Fridrich says her seemingly contrary approach to challenging the bounds of possibility can be traced back to childhood. Growing up in Czechoslovakia, a precocious toddler’s fascination with and curiosity about the natural world took wing.

“When I was a little child, I liked nature very much,” she said. “I was interested in butterflies and birds, so I would be reading about them, getting binoculars and going out to watch and study them, to be able to identify them in the guide books.”

By sixth grade, Fridrich’s interest moved beyond the treetops and settled on the stars.

“I was learning constellations, what they were and how things worked. I wanted to see more. I wanted to build a telescope, and my father helped me to build one.”

During that star-crossed process, Fridrich discovered a different sort of constellation that would change the course of her life.

“I found some formulas where if you just plug in the diameter of the lens and some other parameters, it will tell you what you will be able to see with your telescope. There was this mysterious function called a logarithm in there. I was only in sixth grade and had no idea what a logarithm was, so I asked my math teacher.

“When she explained, I was fascinated to learn that there are things like this that can magically give you answers to something you don’t know … that even before testing it out, this formula could tell you what the telescope could do for you.
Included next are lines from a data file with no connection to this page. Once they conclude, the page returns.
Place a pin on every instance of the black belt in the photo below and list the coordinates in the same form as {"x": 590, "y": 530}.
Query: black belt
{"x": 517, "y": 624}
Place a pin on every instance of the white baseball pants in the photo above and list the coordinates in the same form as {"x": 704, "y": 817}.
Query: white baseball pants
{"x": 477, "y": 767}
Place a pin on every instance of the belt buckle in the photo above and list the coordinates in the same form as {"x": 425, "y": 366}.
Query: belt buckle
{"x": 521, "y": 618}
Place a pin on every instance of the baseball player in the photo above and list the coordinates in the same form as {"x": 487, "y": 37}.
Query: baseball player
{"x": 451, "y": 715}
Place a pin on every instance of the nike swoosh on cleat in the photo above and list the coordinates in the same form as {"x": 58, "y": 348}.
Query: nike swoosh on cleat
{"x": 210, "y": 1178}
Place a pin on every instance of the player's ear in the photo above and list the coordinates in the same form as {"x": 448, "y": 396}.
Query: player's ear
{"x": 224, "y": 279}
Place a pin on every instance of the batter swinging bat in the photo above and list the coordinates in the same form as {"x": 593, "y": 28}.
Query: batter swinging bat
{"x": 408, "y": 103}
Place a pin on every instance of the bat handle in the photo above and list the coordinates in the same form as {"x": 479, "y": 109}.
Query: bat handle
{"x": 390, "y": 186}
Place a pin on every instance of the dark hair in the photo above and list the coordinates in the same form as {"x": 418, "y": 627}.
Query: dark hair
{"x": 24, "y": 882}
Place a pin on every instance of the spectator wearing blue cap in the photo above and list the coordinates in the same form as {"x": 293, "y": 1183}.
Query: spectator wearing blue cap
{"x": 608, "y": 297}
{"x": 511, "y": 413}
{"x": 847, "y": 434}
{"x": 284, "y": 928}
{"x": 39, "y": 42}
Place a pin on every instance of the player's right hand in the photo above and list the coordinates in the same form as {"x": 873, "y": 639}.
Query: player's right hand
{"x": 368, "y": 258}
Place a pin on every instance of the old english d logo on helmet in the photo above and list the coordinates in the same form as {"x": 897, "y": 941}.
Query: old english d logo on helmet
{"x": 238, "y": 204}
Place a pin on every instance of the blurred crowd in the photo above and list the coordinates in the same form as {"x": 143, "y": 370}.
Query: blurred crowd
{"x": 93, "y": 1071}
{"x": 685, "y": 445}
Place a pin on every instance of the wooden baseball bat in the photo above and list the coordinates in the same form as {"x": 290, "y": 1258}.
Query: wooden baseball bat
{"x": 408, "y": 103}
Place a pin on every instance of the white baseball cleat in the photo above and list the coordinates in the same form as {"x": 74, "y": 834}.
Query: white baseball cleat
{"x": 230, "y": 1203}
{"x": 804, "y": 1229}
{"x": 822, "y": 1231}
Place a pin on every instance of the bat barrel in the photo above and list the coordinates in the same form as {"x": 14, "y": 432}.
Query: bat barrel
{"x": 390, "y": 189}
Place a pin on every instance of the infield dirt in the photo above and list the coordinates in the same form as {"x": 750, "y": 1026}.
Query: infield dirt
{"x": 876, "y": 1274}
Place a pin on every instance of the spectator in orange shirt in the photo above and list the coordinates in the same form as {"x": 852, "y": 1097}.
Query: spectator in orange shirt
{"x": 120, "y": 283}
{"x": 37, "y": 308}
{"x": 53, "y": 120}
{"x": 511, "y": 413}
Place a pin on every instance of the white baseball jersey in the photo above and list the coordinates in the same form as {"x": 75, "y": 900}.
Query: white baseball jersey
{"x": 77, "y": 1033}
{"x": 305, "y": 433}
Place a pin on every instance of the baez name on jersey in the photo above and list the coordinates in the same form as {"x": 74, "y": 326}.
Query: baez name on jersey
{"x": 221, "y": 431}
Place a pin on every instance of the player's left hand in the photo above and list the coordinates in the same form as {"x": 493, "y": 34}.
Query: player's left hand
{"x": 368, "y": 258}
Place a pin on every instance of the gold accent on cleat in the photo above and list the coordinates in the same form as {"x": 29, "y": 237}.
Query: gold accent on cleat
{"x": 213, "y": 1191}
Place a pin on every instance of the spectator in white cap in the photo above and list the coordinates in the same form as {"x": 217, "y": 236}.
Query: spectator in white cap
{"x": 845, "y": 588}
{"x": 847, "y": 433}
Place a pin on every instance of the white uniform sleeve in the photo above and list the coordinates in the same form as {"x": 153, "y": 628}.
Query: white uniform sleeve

In this process, I discovered math and how powerful it is,” Fridrich recalled.

Because Czechoslovakia was “just a little country,” and because “there would sometimes be no openings for astronomers for years at a time,” Fridrich took her concerned father’s advice, which was to retain astronomy as a hobby, but to contrive a course of study that could better ensure a job, not to mention a career.

“I picked the school that everyone said was the hardest to do,” Fridrich said, “ the Czech Technical University, School of Nuclear Science and Physical Technology, pursuing studies in applied mathematics.”